Android Coach: Enhance Online Agentic Training Efficiency
The field of online reinforcement learning (RL) has made significant strides in improving the capabilities of Android agents. However, one of the primary challenges remains the high cost associated with guiding these agents through online interactions. The inefficiencies stemming from emulator latency and existing RL algorithms have made this process prohibitively expensive. A critical limitation in current methodologies is the Single State Single Action paradigm, which restricts learning to one-to-one state-action pairs derived from online one-way rollouts. This approach fails to fully explore the complexities of each costly emulator state.
In response to these challenges, we introduce Android Coach, a groundbreaking framework that transitions the training paradigm from Single State Single Action to Single State Multiple Actions. This innovative shift allows agents to sample and utilize multiple actions for a single online state, enhancing the learning experience without incurring additional emulator overhead.
Key Features of Android Coach
- Critic Learning: Android Coach leverages a critic that estimates action values, enabling the agent to make informed decisions based on multiple actions available at any given state.
- Process Reward Model: To ensure that the critic serves as a reliable coach, we integrate a process reward model that aligns the agent’s learning objectives with real-world performance.
- Group-Wise Advantage Estimator: We introduce a group-wise advantage estimator that uses averaged critic outputs, further refining the decision-making process for the agent during training.
Experimental Results
Rigorous testing has demonstrated the effectiveness and efficiency of Android Coach.

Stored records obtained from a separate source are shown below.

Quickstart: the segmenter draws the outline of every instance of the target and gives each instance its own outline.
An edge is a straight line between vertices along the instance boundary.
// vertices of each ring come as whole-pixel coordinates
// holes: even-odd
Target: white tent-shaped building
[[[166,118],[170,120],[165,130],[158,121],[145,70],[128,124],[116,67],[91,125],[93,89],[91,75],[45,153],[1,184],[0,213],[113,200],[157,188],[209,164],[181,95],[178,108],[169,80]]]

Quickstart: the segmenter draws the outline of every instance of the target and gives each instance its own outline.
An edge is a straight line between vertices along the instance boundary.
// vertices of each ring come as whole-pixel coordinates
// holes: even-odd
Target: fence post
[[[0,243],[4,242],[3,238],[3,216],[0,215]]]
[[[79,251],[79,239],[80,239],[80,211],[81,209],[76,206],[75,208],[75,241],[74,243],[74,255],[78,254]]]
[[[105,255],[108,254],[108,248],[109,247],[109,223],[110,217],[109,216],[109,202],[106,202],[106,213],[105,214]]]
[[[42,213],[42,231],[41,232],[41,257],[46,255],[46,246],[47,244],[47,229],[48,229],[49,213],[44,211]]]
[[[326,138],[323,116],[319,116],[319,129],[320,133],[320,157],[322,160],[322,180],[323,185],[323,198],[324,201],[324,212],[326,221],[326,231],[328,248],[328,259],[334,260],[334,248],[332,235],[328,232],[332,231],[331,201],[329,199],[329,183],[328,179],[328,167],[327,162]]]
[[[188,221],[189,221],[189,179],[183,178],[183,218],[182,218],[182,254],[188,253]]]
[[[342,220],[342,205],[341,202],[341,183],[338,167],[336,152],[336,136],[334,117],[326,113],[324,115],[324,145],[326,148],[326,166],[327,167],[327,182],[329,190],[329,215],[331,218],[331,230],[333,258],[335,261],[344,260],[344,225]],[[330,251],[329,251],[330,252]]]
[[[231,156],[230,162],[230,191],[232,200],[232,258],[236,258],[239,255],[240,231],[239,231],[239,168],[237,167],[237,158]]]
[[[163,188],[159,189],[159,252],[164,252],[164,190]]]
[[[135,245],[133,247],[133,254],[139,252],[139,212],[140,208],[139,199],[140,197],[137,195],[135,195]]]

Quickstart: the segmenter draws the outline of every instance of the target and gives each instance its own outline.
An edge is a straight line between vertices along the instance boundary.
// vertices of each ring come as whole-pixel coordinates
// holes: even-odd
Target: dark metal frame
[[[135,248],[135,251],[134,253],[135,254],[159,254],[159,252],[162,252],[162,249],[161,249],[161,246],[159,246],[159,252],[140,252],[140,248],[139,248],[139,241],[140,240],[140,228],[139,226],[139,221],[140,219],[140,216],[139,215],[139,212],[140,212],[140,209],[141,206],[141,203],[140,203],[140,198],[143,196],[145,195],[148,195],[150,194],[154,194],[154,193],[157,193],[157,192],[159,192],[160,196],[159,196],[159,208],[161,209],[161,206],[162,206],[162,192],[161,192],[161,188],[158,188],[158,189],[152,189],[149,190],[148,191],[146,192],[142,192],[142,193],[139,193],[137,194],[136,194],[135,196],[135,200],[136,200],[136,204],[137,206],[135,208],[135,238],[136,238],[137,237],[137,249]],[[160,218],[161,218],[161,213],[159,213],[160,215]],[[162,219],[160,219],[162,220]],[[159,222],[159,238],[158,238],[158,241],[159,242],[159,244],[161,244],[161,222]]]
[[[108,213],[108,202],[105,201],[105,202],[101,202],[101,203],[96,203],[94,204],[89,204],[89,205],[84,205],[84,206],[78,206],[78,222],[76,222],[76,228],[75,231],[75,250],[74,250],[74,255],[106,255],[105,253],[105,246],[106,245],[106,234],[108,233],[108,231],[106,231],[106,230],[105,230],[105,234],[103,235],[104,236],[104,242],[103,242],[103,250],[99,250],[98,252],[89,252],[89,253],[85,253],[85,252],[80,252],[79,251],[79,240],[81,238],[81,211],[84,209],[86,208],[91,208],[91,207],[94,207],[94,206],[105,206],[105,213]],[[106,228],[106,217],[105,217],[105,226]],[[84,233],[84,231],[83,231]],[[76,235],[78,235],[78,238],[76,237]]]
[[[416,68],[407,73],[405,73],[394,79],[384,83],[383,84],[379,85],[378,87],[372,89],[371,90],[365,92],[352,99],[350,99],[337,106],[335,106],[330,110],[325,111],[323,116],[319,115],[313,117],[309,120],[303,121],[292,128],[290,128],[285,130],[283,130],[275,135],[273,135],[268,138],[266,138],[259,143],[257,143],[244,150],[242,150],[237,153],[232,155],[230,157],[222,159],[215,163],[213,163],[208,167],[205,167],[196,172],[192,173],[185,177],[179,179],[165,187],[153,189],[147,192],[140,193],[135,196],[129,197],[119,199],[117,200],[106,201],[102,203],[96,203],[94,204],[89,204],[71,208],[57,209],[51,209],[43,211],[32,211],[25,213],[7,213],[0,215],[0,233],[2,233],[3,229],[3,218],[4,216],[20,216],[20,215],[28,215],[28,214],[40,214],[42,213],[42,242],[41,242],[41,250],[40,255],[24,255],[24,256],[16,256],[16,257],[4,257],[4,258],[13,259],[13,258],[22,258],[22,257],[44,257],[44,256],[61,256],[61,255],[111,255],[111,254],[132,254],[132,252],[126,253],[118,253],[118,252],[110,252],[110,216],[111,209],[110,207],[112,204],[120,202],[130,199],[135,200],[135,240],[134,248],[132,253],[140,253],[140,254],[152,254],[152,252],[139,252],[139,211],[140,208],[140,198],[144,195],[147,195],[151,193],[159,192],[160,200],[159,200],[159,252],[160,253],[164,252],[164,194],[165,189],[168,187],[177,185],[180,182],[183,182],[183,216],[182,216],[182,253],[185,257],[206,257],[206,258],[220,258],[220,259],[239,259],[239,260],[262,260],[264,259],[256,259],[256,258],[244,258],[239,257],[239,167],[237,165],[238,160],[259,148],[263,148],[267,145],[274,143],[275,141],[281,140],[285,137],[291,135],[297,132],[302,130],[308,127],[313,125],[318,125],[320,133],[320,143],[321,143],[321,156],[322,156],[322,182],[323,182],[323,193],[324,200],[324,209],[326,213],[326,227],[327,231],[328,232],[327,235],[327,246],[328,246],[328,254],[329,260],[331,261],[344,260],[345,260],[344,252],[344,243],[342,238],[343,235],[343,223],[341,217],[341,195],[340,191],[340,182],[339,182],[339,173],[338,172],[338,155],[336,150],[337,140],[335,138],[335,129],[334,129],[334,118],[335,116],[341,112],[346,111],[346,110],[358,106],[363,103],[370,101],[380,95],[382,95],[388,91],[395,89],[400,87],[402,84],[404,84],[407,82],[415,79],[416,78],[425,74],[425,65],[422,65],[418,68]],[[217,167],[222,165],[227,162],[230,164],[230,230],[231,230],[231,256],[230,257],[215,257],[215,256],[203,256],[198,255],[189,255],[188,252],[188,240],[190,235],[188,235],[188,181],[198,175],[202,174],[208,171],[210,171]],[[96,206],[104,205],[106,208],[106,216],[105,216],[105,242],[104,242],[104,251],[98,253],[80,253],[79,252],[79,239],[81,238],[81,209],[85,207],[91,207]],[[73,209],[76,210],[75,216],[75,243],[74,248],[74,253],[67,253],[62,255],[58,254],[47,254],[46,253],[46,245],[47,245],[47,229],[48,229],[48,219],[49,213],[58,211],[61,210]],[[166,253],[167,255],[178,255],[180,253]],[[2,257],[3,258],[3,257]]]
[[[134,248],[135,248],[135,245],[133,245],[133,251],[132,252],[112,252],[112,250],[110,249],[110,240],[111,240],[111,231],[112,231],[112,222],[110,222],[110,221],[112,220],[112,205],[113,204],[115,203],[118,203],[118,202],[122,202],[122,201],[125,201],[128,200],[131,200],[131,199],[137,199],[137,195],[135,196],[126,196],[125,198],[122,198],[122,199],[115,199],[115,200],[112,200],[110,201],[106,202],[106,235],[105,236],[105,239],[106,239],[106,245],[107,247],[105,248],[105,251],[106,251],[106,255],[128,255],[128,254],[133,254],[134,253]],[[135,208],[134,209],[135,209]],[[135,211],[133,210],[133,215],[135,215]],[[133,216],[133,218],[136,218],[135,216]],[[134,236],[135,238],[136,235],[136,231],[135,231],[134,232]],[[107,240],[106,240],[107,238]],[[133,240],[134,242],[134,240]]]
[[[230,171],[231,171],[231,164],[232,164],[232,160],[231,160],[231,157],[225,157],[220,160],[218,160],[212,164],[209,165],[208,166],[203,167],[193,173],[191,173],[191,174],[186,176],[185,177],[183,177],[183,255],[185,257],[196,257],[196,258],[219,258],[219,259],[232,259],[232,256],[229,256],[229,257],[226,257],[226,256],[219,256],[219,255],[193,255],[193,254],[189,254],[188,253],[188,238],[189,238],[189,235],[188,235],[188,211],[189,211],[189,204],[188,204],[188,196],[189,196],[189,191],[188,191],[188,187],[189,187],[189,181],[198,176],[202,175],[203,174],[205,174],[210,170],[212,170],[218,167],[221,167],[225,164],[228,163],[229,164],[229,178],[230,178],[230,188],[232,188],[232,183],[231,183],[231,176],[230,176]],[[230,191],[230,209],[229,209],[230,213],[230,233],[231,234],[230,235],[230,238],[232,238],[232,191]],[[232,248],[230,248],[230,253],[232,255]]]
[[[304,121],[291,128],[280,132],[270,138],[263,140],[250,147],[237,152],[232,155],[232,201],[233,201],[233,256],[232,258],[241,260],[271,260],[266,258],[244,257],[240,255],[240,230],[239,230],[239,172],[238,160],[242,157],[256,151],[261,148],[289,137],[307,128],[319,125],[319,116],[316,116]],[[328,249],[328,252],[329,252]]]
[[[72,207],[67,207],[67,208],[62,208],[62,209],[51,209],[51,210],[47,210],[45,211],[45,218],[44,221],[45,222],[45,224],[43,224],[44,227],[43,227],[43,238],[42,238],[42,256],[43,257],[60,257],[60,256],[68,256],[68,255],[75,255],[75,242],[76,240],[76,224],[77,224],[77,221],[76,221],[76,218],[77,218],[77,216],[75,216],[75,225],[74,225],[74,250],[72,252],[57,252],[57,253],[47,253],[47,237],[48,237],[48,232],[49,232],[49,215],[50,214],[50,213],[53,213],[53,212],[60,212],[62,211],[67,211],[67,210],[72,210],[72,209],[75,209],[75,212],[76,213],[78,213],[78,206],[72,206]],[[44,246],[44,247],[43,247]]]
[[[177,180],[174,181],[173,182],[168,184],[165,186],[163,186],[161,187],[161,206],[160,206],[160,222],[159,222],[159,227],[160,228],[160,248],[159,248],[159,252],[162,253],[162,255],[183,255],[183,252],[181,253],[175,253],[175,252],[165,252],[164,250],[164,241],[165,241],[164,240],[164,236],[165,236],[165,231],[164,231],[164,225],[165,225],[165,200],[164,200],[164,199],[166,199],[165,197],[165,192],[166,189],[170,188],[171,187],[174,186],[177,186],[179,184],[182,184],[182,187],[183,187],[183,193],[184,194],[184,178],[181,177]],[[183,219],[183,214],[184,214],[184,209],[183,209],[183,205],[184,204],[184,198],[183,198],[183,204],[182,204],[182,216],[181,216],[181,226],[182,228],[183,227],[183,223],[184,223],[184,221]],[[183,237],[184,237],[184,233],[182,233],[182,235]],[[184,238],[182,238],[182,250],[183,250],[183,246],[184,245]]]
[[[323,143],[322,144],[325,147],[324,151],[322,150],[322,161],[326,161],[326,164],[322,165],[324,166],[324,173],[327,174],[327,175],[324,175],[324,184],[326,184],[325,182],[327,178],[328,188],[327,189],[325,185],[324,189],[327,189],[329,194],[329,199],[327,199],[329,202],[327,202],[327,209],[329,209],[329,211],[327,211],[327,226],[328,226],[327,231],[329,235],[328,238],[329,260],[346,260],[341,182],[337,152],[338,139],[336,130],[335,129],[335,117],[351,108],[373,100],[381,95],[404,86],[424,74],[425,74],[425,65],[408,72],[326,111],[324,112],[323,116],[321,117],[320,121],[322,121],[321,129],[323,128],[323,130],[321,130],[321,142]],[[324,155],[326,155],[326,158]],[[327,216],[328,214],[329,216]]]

In comparative studies, our framework achieved notable improvements in success rates on both AndroidLab and AndroidWorld environments. Specifically, Android Coach recorded a 7.5% and 8.3% increase in success rates over the previous benchmark UI-TARS-1.5-7B. Furthermore, it exhibited a remarkable 1.4 times higher training efficiency compared to traditional Single State Single Action methods such as Proximal Policy Optimization (PPO) and Generalized REINFORCE with Policy Optimization (GRPO) while maintaining matched success rates.
Conclusion
The introduction of Android Coach marks a pivotal advancement in the realm of online reinforcement learning for Android agents. By redefining the training paradigm to accommodate multiple actions for a single state, we have positioned Android Coach as a superior alternative to existing methodologies. The implications of this work extend beyond mere efficiency; they pave the way for more sophisticated and capable agents capable of operating in complex environments. As we continue to refine and develop this framework, the potential for improved agentic learning and application in real-world scenarios is immense.